According to the most recent analysis by the University of Chicago’s To & Through Project based on 2021 data, 82 of every 100 district freshmen graduate from high school on time. Of those graduates, 37 enroll in a four-year college right away and 13 enroll in a two-year college. Six years later, only 27 of those 100 freshmen earn any college credential.   

Significant college completion disparities by race and gender have persisted. While 67% of Asian American female students — the district’s highest-performing group — will go on to earn a college degree, about 12% of their Black male peers will do the same. 
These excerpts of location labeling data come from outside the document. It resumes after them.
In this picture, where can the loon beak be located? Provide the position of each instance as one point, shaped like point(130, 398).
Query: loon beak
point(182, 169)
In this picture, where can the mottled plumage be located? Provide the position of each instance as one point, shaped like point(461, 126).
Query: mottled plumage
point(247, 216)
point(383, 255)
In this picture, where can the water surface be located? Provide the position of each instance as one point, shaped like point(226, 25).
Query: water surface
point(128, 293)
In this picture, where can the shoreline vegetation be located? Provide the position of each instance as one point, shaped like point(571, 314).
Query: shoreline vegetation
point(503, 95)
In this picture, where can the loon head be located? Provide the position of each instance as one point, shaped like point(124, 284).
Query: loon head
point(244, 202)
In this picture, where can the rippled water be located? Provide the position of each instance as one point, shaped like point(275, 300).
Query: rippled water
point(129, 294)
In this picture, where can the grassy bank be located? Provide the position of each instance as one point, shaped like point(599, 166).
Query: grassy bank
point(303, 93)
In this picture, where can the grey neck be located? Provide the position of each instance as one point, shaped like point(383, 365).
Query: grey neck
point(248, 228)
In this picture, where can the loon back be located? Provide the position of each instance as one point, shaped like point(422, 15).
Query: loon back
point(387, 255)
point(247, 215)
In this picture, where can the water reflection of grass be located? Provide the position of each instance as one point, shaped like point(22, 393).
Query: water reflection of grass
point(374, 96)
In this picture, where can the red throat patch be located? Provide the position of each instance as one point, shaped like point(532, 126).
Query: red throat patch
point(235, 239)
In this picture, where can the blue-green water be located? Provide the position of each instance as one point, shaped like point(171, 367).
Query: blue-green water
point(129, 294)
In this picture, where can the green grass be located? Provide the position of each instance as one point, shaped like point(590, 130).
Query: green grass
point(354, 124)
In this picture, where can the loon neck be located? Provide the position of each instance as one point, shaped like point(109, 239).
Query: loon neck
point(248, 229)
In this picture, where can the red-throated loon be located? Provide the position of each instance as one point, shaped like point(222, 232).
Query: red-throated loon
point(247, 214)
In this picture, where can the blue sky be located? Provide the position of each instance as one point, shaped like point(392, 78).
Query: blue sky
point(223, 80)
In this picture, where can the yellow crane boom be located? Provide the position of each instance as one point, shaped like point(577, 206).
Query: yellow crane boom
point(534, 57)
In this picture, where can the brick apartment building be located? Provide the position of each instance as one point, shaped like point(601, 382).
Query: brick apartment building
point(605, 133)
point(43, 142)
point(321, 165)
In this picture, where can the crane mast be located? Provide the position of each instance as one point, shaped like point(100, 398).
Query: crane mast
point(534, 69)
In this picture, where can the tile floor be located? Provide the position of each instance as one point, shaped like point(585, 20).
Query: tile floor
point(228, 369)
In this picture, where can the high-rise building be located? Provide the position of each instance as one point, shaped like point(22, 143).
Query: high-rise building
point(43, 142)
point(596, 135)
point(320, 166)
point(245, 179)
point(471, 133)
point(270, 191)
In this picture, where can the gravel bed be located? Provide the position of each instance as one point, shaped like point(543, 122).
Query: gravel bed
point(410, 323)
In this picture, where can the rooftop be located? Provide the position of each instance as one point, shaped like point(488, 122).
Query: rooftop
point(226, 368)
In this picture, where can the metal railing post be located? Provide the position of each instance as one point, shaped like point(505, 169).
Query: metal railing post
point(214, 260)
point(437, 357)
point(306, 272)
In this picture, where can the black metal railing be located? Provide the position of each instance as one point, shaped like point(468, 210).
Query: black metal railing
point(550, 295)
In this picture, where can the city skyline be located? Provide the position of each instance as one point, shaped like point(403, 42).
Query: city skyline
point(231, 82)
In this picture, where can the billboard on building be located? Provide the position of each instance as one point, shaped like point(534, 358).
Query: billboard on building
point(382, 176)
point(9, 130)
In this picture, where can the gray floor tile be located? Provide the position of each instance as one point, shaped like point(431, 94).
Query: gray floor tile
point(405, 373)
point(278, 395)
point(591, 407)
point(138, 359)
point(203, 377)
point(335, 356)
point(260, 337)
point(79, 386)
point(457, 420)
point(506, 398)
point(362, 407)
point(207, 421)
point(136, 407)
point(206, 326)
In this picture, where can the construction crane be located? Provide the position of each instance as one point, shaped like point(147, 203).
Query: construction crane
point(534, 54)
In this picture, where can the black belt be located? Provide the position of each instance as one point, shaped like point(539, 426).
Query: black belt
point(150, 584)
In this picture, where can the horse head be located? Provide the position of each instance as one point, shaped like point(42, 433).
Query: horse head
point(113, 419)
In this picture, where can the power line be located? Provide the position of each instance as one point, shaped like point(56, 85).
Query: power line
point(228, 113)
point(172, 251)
District graduates are headed to Harvard, Stanford, the University of Michigan, and campuses around the world. Some will instead go on to training and apprenticeship programs in skilled trades from culinary arts to construction, amid a district shift toward rebuilding and strengthening its career and technical education offerings.  

“They closed out their freshman year when this whole country was shut down,” Martinez said. “And yet, they never lost a beat.”

He argued that students are graduating better prepared than ever, pointing to a record number who took college-credit courses.

The district credited the scholarship increase to better outreach to students. Its Office of College and Career Success held live information sessions on Instagram, gave schools additional training on helping students navigate the application process, and sent seniors weekly emails with scholarship leads.

The exact number of students who graduated this spring will be available in the fall, the district said. Last year, roughly 21,200 students graduated, with the four-year graduation rate ticking up to a record 82.9%. 

Five members of this year’s graduating class — Paul Adekola of Air Force Academy High School, Alanah Martin of Kenwood Academy, Kevin Reyes Vega of Chicago Military Academy, and Jaylen Brown and Sammi Yee of Whitney Young High School — won the prestigious Gates Scholarship, which will cover their tuition in full at top-ranked universities. 

Orr also doubled its total scholarship amount from last year to roughly $2.2 million. 

Dmariya Haggard, a newly minted graduate who spoke at the press conference, said he struggled in high school as the city grappled with the pandemic and a rise in gun violence. 

But he is heading to Northern Illinois University in the fall, with plans to study biology and $192,000 in scholarships. 

“I wanted to do better for myself and have a better future,” he said.